Research data should remain accessible after project completion. Data preservation is different from data storage in that preservation involves the ongoing maintenance of data over time (5 to 10 years). This maintenance includes: fixity checking (ensuring data remains unchanged), data repair when needed, content and system auditing and monitoring, and file format migration.
To ensure long-term access, it is best practice to choose open file formats, whether you intend or are required to make your data open. As file specifications are publicly available, the open-source software community can ensure that data stored in these file formats remain accessible into the future.
CARE principles for Indigenous Data Governance
CARE principles provide guiding principles for research data related to Indigenous Peoples and are intended to complement FAIR principles (see below). Note that data specific to First Nations should comply both with CARE principles and OCAP® principles.
Data curation guides
The Data Curation Network has created a series of peer-reviewed, format-specific guides on how to curate data to ensure it remains usable and understandable over time. These guides cover a wide range of formats and file types used in various subject and disciplinary areas, including:
Data Curation Network CURATED checklist
The Data Curation Network has created a list of steps that help those creating datasets to ensure that their data will remain findable, accessible, interoperable and re-usable over time in accordance with FAIR principles.
Dataverse Curation Guide
The Curation Expert Group's Dataverse Curation Guide Working Group for the New Digital Research Infrastructure Organization has created a guide adapted from the Data Curation Network's CURATED steps. The guide provides instructions on curating data at three different levels: Unmediated, semi-mediated, and mediated curation.
FAIR principles provide guidance on how to improve your data's Findability, Accessibility, Interoperability, and Reusability.
First Nations principles of OCAP®
Research data about or related to First Nations should comply with OCAP® principles of ownership, control, access, and possession.
Get support from the Libraries
The Libraries offers research data management support to help you in this process.
When planning a digitization project, using best practices can help ensure you produce high quality images. These practices include:
- Scanning documents and photographs at 600 dpi
- Scanning negatives, slides, and smaller content at 2400 dpi
- Choosing 24-bit colour
- Formatting digitized images as TIFFs for preservation and/or JPEGs for access. If you are digitizing textual images, you may want to select PDFs so that the content may be OCR’d (optical character recognition), which will allow you to search for key words in the text more easily.
These guidelines are useful when digitizing images for publication purposes, to reduce wear and tear on the records you are digitizing, or for other long-term uses; but there may be cases where scanning at a lower resolution is acceptable depending on the purpose of your digitization work.

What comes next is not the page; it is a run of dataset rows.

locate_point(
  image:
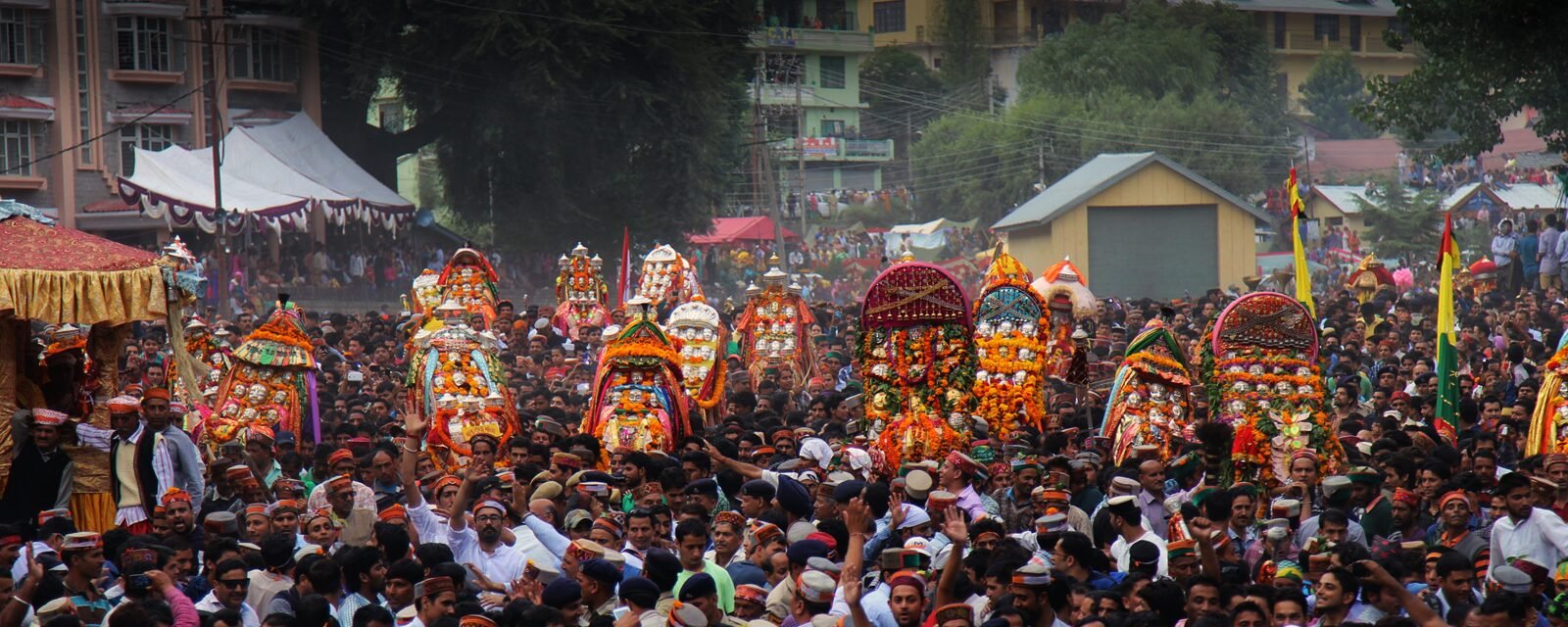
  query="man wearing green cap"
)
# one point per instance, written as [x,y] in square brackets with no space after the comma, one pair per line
[1377,513]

Low resolution JPEGs are acceptable for short-term reference or working copies. If digitizing at a lower resolution, you should consider all future uses, as a high resolution image can be converted to a lower resolution later on as needed, but a low resolution image cannot be converted to a higher resolution.

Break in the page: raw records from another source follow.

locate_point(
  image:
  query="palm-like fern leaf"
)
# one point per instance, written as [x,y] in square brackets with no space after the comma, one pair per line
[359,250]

The Library of Congress Personal Archiving Guide includes tips on how to preserve digital photographs, audio, video, e-mail, websites, and other records.
Some file formats better support long-term preservation, or access. Archivematica’s format policies provide a list of preservation and access formats for various types of content such as images, audio, video, and textual records. The formats outlined by Archivematica are widely used in archival institutions to support long-term digital preservation and access of the records they maintain.